L’arrivée de la technologie VVOLS de VMware contraint les fabricants de produits de stockage à des changements majeurs dans leurs produits. La transition pourrait s’avérer délicate pour nombre d’entreprises.

Le slogan « les VVOLs arrivent » résonne aux oreilles des utilisateurs de vSphere depuis août 2011, la data à laquelle VMware a pour la première fois présenté le concept lors d’une session technique à VMworld. Après près de quatre ans de développements, VMware a finalement annoncé la disponibilité générale de la technologie lors de VMware Partner Exchange en 2015 qui a servi de plate-forme de lancement officiel pour vSphere 6 et les APIs « vSphere APIs for Storage Awareness » (VASA) 2.0. Un grand nombre de fabricants de baies de stockage a simultanément annoncé le support des VVOLs – pour Virtual Volumes — dans certains de leurs produits. Mais qu’est-ce exactement qu’un VVOL, comment fonctionne-t-il et quels sont les bénéfices pour les utilisateurs ?

Pour faire simple, les VVOLS permettent le provisioning, la supervision et l’administration du stockage lié à une application avec une granularité qui est celle de la VM qui supporte cette application. Avant que VMware ne fasse sont entrés sur le marché, les applications avaient une relation directe avec un LUN ou un volume provisionné sur une baie de stockage. La performance, la capacité et les services fournis (compression, cache, thin provisioning, snapshots, clonage, réplica­tion, déduplication, chiffrement, etc.) étaient définis de façon statique pour ce LUN. L’application tournant sur le serveur bénéficiait donc de tous les services disponibles pour ce LUN.

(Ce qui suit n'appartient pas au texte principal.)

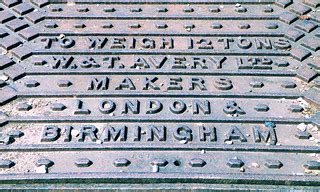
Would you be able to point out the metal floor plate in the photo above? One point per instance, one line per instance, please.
(203, 94)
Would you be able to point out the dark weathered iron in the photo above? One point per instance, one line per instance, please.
(203, 94)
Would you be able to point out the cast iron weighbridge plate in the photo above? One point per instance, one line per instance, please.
(160, 94)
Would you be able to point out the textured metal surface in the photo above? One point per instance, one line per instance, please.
(160, 94)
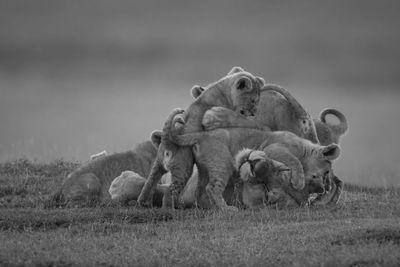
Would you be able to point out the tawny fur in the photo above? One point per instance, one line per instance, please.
(91, 181)
(278, 110)
(214, 150)
(238, 91)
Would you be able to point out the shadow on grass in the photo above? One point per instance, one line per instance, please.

Lorsque VMware a virtualisé les serveurs avec son hyperviseur, il est devenu possible de faire fonctionner plusieurs applications (ou workloads) sous la forme de VM tournant sur un même serveur physique. Le stockage toutefois n’a pas évolué. Les VM ont continué à parler à des LUN où à des volumes. Bref, VMware a virtualisé les serveurs mais n’a pas vraiment changé le modèle de gestion du stockage.

Le résultat a créé un casse-tête pour les administrateurs de stockage pendant toute la décennie qui vient de s’écouler. Pour que le stockage fonctionne correctement avec VMware, on a fait en sorte qu’un unique LUN supporte un grand nombre de VM. Le problème est qu’en cas de problème de performance sur une application, il n’y avait plus vraiment de moyen de trouver la cause exacte du problème, car les informations de performances du stockage n’étaient disponibles qu’au niveau du LUN et pas à celui de la VM. Le manque de visibilité au niveau VM a rendu difficile, sinon impossible d’isoler les problèmes afin de les résoudre.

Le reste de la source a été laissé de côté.